A bactéria Leptospira entra no corpo humano através da pele, pela boca e pelos olhos. Nos casos mais graves, a leptospirose provoca falência renal, meningite, falência hepática e deficiência respiratória, podendo até levar a morte. As enchentes também forçam os ratos a abandonar suas tocas, aumentando a possibilidade de aproximação com os seres humanos, o que pode resultar em ataques e mordidas.
Restos de comida descartados no lixo doméstico, em terrenos baldios e em corpos d’água são os principais responsáveis pelo sustento e manutenção das populações dos ratos urbanos. O correto descarte, transporte e destinação final desses resíduos são serviços fundamentais para o controle das populações de ratos e, consequentemente, da transmissão de doenças e outros males associados a esses animais.
Nos meios urbanos encontramos, normalmente, três espécies: o rato-preto ou de telhado (Rattus rattus), que se alimenta de restos de comida que são jogados no lixo e também de alimentos e rações servidas aos animais domésticos como cães e gatos. O rato-marrom ou ratazana, conhecido como gabiru em muitas regiões (Rattus norvegicus), que vive em esgotos e ao longo de córregos e os camundongos (Mus musculus), espécie de ratos pequenos, que vivem em residências e são oportunistas quanto a alimentação, atacando despensas, armários e latas de lixo. As três espécies são transmissoras de doenças.

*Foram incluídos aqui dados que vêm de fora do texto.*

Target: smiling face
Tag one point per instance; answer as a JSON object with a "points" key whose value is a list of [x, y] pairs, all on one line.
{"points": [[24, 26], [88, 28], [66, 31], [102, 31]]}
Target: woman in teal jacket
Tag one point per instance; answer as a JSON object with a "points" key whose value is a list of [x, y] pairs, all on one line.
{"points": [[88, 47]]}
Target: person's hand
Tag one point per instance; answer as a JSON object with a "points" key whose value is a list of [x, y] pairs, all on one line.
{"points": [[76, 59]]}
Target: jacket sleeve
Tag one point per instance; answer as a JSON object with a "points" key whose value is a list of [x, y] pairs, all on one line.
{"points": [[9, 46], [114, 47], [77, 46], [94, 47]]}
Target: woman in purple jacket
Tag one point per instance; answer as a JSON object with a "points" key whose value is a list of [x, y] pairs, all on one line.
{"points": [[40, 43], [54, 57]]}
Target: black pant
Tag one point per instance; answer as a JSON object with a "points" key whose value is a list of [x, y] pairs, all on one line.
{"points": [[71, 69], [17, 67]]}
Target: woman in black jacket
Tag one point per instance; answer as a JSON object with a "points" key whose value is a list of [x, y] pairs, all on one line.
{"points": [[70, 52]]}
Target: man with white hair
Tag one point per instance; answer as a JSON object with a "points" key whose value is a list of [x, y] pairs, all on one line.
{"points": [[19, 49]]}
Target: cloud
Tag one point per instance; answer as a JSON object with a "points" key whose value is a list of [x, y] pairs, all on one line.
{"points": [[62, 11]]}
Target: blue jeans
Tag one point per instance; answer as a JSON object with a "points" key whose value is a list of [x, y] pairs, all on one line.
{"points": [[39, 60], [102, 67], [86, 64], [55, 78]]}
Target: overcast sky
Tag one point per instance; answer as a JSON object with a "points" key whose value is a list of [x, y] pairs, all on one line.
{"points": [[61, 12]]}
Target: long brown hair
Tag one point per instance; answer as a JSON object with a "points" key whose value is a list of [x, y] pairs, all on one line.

Depois de instalados nos mais diferentes e diversificados biomas ao longo de milhares de anos, hoje em dia é virtualmente impossível erradicar as gigantescas populações de ratos que vivem em nosso mundo. O melhor a se fazer é deixar de garantir o “almoço grátis” ou aquele lanchinho do fim de noite. Com menor disponibilidade de comida, podemos, ao menos, controlar as populações desse terrível roedor.